Now let’s break down this big mess.

First we get info about the audio file this example comes from: libri-org_19-198-0024-1068

Then we get <NumIo> 2, which tells us

We can find how many frames of audio are in this example: <I1V> 36

Then we see a long list of things like <I1> 0 1 0, one tag for each of our 36 frames, where the middle number is the relative position to the central frame.

Then comes the audio features: 21.62141 -1.176828 -3.170161 -0.491064 -2.720289 -2.210604 0.3688199 1.155272 -0.03023905 -0.007696561 1.108493 0.08210284 0.2613205 one row of features for each frame.

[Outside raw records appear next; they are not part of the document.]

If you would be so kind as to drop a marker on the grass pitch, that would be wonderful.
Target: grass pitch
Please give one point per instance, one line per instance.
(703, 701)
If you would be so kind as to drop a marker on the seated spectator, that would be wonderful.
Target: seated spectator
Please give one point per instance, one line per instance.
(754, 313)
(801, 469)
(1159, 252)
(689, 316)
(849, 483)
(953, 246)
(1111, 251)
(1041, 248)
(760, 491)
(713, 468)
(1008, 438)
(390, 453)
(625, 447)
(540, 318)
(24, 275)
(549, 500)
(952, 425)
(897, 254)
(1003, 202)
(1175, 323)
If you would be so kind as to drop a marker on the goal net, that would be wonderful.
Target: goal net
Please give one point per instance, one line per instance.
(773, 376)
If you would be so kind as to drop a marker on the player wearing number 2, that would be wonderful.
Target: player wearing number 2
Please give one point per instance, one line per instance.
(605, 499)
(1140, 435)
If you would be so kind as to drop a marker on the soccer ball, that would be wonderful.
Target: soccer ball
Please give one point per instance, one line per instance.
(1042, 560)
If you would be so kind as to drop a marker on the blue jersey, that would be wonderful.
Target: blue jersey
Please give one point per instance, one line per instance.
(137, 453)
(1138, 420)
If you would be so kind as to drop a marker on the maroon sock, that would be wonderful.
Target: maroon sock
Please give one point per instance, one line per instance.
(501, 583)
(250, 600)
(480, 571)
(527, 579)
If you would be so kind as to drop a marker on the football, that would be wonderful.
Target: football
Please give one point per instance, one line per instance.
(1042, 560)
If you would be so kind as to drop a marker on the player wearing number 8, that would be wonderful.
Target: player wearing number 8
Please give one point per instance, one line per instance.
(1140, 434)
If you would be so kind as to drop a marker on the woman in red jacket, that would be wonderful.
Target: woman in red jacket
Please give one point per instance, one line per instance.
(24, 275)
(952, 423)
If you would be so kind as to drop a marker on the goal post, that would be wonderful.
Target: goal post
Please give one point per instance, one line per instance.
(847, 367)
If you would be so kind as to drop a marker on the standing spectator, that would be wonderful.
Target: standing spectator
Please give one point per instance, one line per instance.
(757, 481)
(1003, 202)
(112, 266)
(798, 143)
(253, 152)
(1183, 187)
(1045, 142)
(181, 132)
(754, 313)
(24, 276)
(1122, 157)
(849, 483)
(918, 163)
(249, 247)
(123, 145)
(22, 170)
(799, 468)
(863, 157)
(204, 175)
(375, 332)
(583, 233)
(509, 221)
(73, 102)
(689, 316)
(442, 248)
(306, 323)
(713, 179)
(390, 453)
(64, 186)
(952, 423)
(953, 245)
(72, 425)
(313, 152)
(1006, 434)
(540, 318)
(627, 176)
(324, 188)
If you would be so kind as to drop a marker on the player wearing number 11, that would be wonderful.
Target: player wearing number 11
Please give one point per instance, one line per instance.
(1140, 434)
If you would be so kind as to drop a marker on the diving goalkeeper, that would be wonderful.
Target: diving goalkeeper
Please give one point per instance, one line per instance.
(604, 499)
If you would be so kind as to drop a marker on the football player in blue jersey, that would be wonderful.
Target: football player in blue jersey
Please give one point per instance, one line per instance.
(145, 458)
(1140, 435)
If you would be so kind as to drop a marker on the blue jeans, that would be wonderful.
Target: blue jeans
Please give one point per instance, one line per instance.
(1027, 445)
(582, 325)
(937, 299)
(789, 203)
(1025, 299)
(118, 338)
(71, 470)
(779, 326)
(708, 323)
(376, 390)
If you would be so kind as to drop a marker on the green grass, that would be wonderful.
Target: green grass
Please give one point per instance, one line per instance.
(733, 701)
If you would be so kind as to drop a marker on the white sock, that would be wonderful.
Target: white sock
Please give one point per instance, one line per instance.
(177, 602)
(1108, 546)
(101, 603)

After all the audio features comes info about the labels:

For our 36 audio frames, we have eight labels: <I1V> 8, this has to do with splicing.

Next comes, like above, information about relative location of labels: <I1> 0 4 0

Given that these labels are one-hot vectors, they are represented as just their indeces: dim=856 [ 524 1 ] dim=856 [ 178 1 ] the dim=856 reminds us how many senomes are in the model (hence dimensions in the target vectors. The[ 524 1 ]` tell us the senome ID and the weight of the posterior. This is in my case trivial, because this translates to “the current frame has the label 524 with 100% certainty.”